The public has notoriously short memories. There are so many conflicts, so much atrocity, so much bloody butchering going on in the world, we stumble from one to another, appalled and miserable at discovering just how horribly grotesque situations become when tribal, ethnic, religious conflicts are involved. One incident occurs, and we collectively shudder, then another erupts, and then another, unendingly. The Middle East, the Near East and Africa, connected by their common religion and its jihadist mentality erupt constantly in conflict and brutality.


Darfur remains an unanswered dilemma of dreadful proportions that has not yet been solved. But it is not the only one for the government of Sudan, unperturbed by the universal condemnation that accompanied its Darfurian solution. It battles insurgencies of the oppressed on many fronts and launched another atrocity in the Nuba Mountains bordering South Sudan. An expert familiar with the violence, estimates that 100,000 children and youth from age 18 and younger have died since 2003.

Khartoum has attacked villages with Antonov bombers, augmented by government-supported militias, creating a situation of starvation and disease. The carnage that occurred in Darfur is continuing in other parts of Sudan. In response to rebellion by oppressed people, government planes bomb villages where the residents flee to caves and keep themselves alive by eating the seeds they had set aside for the following year's crops.
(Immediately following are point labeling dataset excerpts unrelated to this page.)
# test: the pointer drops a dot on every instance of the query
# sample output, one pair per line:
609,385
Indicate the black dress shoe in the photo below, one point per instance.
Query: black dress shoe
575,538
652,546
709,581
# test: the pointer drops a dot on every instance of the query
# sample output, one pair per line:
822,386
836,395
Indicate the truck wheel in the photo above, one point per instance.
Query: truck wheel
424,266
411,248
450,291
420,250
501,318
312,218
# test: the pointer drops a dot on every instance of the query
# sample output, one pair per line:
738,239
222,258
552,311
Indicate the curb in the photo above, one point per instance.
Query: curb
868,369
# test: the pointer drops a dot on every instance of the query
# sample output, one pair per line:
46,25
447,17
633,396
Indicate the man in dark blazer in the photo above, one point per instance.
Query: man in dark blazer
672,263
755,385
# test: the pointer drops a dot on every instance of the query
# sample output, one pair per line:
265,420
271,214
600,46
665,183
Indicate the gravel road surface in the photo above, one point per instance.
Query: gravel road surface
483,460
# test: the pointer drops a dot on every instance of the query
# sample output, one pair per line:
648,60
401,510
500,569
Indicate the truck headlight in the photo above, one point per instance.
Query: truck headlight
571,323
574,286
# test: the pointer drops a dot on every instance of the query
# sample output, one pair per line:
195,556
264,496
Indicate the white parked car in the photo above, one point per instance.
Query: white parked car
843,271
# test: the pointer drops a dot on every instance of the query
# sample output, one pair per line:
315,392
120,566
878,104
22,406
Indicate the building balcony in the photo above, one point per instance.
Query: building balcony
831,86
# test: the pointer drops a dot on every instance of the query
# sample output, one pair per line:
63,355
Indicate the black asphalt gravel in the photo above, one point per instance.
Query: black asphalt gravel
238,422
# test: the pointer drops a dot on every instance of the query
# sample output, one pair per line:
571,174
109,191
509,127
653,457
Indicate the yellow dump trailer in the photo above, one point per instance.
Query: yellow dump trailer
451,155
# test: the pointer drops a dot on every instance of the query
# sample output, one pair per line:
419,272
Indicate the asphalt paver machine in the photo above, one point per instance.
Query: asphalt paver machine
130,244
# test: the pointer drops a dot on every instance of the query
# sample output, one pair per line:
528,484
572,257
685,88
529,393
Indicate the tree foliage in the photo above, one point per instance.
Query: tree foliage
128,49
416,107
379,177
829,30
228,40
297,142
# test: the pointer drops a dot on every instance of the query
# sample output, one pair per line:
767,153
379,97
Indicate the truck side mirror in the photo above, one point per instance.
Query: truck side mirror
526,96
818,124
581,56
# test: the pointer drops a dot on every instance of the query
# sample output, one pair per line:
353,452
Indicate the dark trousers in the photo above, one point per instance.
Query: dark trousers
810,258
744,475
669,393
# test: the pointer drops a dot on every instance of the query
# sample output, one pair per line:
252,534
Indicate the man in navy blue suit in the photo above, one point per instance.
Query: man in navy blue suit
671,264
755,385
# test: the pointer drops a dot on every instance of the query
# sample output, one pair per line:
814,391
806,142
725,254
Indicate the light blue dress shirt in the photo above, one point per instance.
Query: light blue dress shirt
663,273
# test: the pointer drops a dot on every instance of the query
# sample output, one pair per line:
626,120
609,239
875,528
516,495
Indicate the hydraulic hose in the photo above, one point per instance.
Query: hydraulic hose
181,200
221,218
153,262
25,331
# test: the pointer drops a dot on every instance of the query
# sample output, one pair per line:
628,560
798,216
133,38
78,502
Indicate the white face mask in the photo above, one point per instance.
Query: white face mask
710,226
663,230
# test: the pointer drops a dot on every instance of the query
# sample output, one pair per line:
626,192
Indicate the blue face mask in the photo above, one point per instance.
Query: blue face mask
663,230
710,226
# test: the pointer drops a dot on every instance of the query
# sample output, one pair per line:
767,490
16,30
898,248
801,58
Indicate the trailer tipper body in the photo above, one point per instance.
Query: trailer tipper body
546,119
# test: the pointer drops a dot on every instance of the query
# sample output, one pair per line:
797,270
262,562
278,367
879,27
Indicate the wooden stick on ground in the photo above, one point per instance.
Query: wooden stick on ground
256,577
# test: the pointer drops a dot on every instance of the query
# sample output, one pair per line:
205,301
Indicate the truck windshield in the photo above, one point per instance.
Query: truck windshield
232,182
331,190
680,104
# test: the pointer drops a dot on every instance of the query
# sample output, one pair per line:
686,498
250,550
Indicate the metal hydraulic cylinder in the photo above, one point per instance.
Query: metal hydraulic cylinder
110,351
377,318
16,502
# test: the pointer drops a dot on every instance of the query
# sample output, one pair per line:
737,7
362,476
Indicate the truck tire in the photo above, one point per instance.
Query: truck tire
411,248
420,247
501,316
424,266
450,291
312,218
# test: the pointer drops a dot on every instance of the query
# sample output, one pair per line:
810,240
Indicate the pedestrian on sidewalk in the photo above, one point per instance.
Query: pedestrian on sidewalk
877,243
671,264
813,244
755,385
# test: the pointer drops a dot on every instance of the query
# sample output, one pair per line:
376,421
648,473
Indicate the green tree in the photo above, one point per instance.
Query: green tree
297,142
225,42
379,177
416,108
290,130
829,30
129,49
In January of 2012, U.S. envoy to Sudan, Princeton Lyman, informed reporters that a half-million people face emergency conditions associated with famine. Nine months later the same envoy reported again that "indiscriminate aerial bombardment and targeting of civilians which is causing tremendous human suffering and displacement" continues to occur.  Although sporadic attempts have been undertaken to bring food into some areas under attack, the government of Sudan has denied access.
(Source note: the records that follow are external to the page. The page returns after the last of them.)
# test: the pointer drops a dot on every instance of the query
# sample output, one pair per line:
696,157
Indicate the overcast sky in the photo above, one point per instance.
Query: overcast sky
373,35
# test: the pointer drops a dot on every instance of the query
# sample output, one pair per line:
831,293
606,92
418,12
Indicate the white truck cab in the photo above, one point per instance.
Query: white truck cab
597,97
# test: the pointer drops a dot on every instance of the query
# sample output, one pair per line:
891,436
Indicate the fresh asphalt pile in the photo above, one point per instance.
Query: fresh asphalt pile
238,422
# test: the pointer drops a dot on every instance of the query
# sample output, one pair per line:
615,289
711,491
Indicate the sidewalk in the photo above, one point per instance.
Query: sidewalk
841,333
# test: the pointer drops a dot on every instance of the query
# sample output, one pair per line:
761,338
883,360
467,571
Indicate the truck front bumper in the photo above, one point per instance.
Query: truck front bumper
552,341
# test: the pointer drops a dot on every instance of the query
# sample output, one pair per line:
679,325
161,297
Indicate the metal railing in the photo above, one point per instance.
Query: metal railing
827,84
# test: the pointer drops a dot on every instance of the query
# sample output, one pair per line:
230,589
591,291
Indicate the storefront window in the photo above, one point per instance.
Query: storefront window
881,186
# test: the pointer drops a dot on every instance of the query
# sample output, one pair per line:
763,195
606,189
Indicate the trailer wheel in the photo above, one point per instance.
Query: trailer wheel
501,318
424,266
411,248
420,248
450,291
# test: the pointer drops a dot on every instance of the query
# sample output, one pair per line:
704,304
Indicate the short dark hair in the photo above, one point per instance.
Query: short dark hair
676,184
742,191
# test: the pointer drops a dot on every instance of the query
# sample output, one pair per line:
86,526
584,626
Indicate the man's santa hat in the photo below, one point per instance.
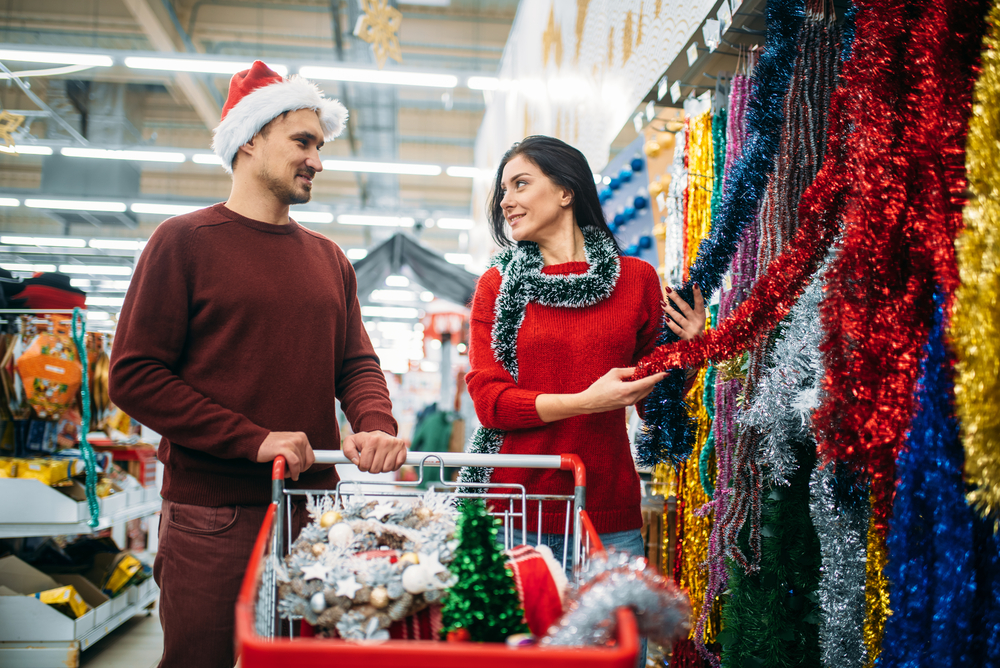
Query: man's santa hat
259,95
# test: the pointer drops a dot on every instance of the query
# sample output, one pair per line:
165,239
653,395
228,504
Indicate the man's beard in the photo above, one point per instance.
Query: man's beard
284,192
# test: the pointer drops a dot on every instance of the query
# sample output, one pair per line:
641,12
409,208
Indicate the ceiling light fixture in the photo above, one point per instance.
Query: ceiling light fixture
203,65
456,223
105,269
49,242
382,221
26,149
395,77
78,205
409,168
106,154
55,57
Where is the international community's conscience on this file? The outraged condemnation, leading to diplomatic, economic, humanitarian and military interventions to bring a stop to the atrocities conducted by the government of Sudan? Where is the United Nations, and its creature-for-conscience, the Human Rights Council?
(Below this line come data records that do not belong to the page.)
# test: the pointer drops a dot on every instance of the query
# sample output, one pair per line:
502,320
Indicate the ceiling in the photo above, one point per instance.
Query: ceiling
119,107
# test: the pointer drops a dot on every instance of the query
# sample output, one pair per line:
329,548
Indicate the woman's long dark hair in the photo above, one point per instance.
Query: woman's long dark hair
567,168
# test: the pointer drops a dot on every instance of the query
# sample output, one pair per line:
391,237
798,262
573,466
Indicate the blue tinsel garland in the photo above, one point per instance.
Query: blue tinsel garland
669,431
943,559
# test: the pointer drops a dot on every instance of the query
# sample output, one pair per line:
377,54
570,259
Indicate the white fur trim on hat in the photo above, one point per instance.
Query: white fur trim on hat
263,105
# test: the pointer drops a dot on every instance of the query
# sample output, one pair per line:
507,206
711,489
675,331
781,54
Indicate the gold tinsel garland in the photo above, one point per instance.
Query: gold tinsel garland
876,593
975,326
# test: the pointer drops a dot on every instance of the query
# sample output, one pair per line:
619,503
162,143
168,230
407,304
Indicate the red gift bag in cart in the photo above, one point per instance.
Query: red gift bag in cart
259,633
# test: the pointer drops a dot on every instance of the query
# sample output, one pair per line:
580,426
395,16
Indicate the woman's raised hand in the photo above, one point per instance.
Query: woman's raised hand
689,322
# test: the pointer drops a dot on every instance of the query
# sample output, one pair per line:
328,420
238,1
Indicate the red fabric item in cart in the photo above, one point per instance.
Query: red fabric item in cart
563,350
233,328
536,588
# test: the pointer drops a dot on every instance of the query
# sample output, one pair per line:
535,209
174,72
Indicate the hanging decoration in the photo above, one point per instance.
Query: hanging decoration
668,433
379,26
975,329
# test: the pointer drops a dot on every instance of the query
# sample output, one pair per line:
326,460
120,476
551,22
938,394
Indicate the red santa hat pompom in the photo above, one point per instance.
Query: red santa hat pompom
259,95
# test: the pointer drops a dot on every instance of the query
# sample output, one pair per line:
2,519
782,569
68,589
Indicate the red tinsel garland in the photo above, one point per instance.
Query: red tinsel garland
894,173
Outrage: Sudan's Al-Bashir, Indicted for Genocide,
is Nominated for Seat on U.N. Human Rights Council

 

Rights group UN Watch urges Ban Ki-moon, rights chief Navi Pillay to speak out

GENEVA, July 12 - Geneva-based human rights group UN Watch urged United Nations Secretary-General Ban Ki-moon and High Commissioner for Human Rights Navi Pillay to urgently speak out against the African-backed bid by Sudanese president Omar Al-Bashir, indicted for genocide by the International Criminal Court, for a seat on the U.N. Human Rights Council.